Social anxiety, rejection, and tactics
- Several socially anxious readers resonate with the fear of “ruining” a favorite place by having an awkward interaction.
- Others emphasize exposure: most “rejection” is just a short answer and the person leaving; nothing catastrophic happens.
- There’s an extended debate about “ask for a small favor” (Benjamin Franklin effect).
- Supporters say genuine requests for help (spotting, advice on form, how to use a machine) are great icebreakers.
- Critics warn against contrived favors with ulterior motives, which feel manipulative.
- Complimenting people and small jokes about shared situations are widely endorsed—if sincere, context‑appropriate, and not about physical appearance in ways that can feel creepy.
Gender, safety, and culture
- Multiple comments stress that women often perceive unsolicited approaches—especially in gyms or on the street—as potentially unsafe, regardless of intention.

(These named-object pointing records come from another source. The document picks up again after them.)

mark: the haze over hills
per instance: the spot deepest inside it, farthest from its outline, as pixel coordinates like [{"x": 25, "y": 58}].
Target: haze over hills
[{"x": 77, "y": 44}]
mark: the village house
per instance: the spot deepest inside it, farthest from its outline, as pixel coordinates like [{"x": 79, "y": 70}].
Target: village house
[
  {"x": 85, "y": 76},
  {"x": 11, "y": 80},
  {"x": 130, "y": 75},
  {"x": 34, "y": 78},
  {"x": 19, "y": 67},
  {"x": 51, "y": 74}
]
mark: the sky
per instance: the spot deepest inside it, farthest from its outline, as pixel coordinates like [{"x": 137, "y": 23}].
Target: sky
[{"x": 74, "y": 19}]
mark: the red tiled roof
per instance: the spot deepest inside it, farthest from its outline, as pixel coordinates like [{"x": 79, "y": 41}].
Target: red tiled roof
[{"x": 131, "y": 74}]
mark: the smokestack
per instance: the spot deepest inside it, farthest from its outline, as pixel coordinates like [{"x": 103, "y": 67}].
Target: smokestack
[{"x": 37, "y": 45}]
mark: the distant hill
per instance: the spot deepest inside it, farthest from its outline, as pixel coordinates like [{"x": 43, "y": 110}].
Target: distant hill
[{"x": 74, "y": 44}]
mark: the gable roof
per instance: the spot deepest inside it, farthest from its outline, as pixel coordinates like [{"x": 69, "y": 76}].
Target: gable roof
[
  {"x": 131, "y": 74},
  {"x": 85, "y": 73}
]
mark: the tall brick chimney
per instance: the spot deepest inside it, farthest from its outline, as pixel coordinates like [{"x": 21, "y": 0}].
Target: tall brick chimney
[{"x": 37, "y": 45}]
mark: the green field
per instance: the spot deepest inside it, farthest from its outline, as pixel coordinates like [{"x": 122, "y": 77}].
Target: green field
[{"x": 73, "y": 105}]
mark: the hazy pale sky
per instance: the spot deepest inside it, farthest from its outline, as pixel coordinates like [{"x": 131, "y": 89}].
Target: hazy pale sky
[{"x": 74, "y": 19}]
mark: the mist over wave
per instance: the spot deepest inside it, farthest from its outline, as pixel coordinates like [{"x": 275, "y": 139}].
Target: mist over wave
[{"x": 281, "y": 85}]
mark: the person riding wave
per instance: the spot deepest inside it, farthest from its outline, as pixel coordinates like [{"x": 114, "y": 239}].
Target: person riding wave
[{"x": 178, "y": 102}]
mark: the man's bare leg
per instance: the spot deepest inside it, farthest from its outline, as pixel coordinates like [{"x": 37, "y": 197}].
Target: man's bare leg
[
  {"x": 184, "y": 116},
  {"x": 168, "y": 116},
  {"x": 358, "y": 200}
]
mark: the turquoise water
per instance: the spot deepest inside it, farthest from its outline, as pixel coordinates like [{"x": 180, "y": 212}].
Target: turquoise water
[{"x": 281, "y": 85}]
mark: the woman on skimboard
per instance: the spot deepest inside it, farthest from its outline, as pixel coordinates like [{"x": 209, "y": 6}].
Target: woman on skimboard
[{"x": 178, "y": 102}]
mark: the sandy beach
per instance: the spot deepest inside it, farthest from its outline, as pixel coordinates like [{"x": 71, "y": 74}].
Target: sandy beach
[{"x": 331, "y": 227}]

- Some advise men not to treat the gym as a dating venue and to be very sensitive to body language and “signs.”
- Cultural variation is highlighted: in some countries, strangers almost never chat; in others, casual talk with baristas, neighbors, or fellow gym-goers is normal.
Broader friendship-building advice
- Common themes:
- “Do your hobby with other people, frequently” (classes, clubs, volunteering, rec leagues).
- Be the “inviter”: start recurring low‑pressure group activities and connect friends to each other.
- Nurture “friend seeds” (weak ties from past contexts) by reaching out again.
- Several recommend classic social-skills books (especially How to Win Friends and Influence People), emphasizing that their core message is genuine interest and kindness, not manipulation.